We asked Peter and Juwels, the husband-and-wife duo of Pollen Arts, to tell us about the magic behind their candles and their 1975 Winnebago home.

terrain: Tell us more about yourselves and how Pollen Arts was born.

p&j:  Aloha! We’re Peter & Juwels - husband and wife, creative partners, and most of all, best friends. About three years ago, Juwels and I left our fancy top-story loft, sold off the bulk of our things, and moved into a 1975 Winnebago Chieftain. Pollen Arts was born in this Winnie - she’s the love child of our revolution of the now.

terrain: How did you stumble upon candle-making?

p: If I remember right, it was back in November on the day we found our message in a bottle … or rather, the bottle itself was the message…

One Sunday morning, at the end of a pleasant bike ride, Juwels and I were hopscotching from stone to stone across a local tide pool. I was hollering over to Juwels about the pocket of sea glass I’d found, and she was giggling back about the pool of hermit crabs she was watching. “Look at these little guys! It’s like a big city in there.” She mused what their bubbly underwater voices might be saying, ‘scuse me.’ … ‘pardon me.’ … ‘coming through.’” And it was in this tide pool where Juwels found what she calls her “gift from the mermaids”, a tiny antique bottle half buried in the sand.

It was that bottle which lit the flame of our new candle concept, and people have been aglow with excitement since we lifted the curtain.

terrain: What ingredients do you use in your candles?

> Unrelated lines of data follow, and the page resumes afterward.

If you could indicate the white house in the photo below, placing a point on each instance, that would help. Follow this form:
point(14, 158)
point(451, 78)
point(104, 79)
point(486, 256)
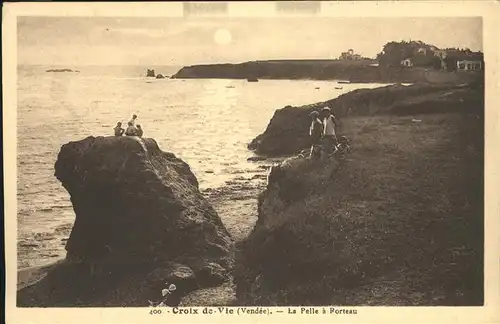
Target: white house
point(408, 62)
point(466, 65)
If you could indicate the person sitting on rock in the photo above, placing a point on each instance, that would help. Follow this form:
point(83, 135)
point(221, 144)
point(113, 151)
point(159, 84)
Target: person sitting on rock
point(344, 144)
point(316, 133)
point(134, 117)
point(131, 130)
point(140, 132)
point(329, 137)
point(118, 129)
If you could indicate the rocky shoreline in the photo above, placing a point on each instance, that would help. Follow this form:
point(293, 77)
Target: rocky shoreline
point(169, 231)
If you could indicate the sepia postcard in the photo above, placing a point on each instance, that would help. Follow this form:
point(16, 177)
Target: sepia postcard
point(251, 162)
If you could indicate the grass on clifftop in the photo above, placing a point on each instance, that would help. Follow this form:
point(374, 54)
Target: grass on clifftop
point(399, 222)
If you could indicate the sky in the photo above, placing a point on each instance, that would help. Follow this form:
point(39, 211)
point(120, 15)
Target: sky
point(195, 40)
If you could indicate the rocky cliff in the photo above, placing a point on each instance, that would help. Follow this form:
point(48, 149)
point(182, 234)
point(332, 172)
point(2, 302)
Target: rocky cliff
point(288, 130)
point(140, 222)
point(398, 221)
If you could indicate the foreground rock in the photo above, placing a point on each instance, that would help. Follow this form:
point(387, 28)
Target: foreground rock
point(140, 222)
point(288, 130)
point(61, 70)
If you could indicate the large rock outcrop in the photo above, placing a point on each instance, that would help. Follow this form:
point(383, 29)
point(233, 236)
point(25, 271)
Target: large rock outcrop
point(140, 222)
point(288, 130)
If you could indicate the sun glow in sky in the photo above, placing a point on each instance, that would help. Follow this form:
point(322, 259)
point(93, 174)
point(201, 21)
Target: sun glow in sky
point(185, 41)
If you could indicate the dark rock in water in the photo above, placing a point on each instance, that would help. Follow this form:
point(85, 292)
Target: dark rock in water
point(61, 70)
point(139, 216)
point(150, 73)
point(180, 275)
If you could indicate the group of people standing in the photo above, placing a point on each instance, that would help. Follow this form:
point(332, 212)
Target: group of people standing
point(132, 129)
point(323, 133)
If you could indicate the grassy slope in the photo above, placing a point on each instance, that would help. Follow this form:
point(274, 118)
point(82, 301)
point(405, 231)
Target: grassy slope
point(398, 223)
point(288, 130)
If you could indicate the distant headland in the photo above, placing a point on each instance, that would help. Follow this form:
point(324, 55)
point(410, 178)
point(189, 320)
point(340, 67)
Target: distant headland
point(405, 62)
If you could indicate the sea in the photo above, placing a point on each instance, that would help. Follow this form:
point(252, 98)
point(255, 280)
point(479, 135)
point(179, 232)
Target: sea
point(206, 122)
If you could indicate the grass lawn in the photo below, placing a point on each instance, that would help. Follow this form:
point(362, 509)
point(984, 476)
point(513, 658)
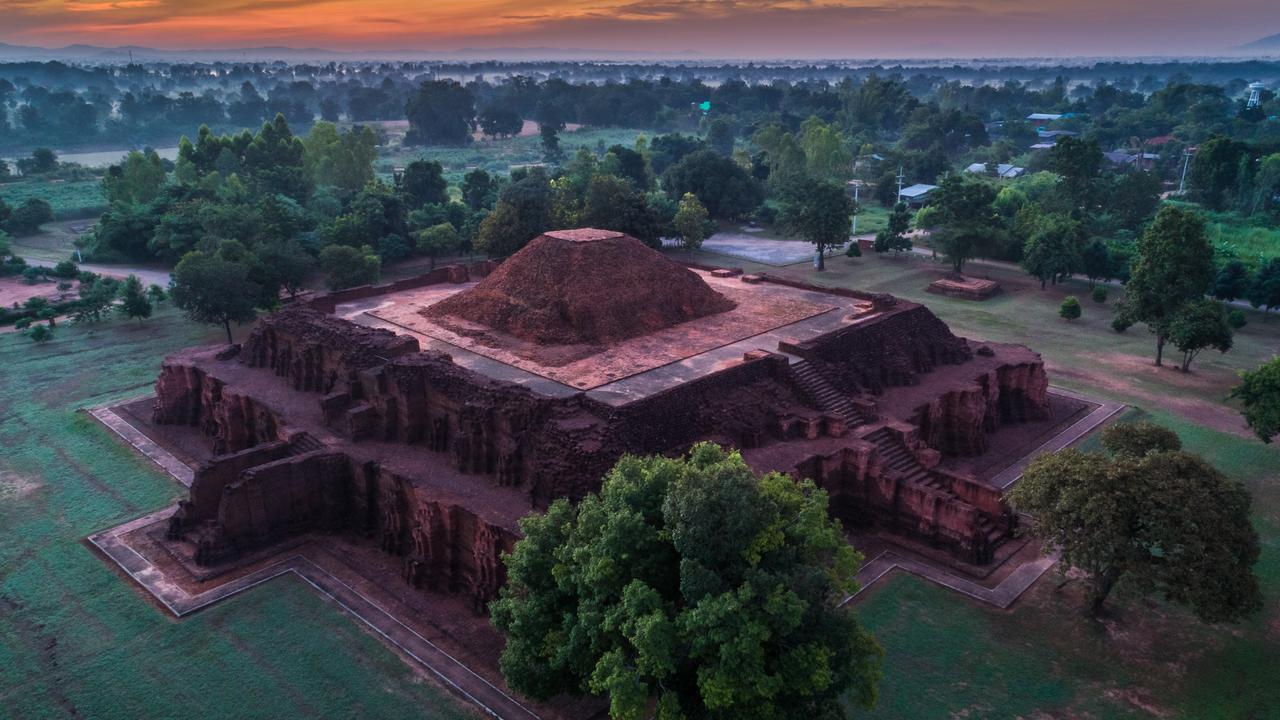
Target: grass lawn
point(69, 199)
point(501, 155)
point(1234, 236)
point(78, 641)
point(950, 657)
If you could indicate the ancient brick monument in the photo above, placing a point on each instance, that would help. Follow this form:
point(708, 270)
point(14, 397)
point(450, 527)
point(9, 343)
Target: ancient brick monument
point(430, 415)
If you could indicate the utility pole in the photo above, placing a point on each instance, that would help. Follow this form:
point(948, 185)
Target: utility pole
point(1187, 160)
point(856, 185)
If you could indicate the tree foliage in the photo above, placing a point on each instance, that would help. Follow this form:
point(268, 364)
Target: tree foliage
point(1258, 393)
point(135, 301)
point(693, 222)
point(819, 213)
point(721, 185)
point(690, 588)
point(963, 209)
point(214, 291)
point(440, 113)
point(1198, 326)
point(350, 267)
point(1151, 515)
point(1173, 265)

p&j: We use 100% raw beeswax and buy from local beekeepers. Beeswax burns cleaner, brighter, and longer than any other wax on the planet. It ionizes the air, pulling dust particles and allergens out of circulation. It produces no black smoke, and the fresh scent from this golden wax is pure pollen, nectar and sweet honey.

terrain: What are your biggest influences?

p: As we immerse ourselves in golden blocks of beeswax, and our home smells of honey and pollen, we sometimes feel like we’re bees in a hive. We have great veneration for these fascinating creatures. They do their merry work dusk till dawn with no drain on the environment.

In fact, if it wasn’t for the bees playing cupid between male and female flowering plants, many fruits and vegetables would never reach your plate. These little buzzers cross pollinate 1/3 of our food - that’s one out of every three bites.

But it’s not just the bee’s work ethic and sustainability that we’re influenced by, it’s also the trouble they’ve found themselves in and the help they desperately need. Bees by the millions have been vanishing from the hive without a trace, and researchers are struggling to find out why. There’s a great new documentary called “Vanishing of the Bees” which sheds some light on Colony Collapse Disorder. Juwels and I attended the Hollywood screening, and as the film unravels the plight of the bee and their keepers, we learned that chemical pesticides from conventional food are prime suspects in the demise of our beloved bees. We can all help by supporting clean organic produce, and investing in renewable beeswax over harmful alternatives.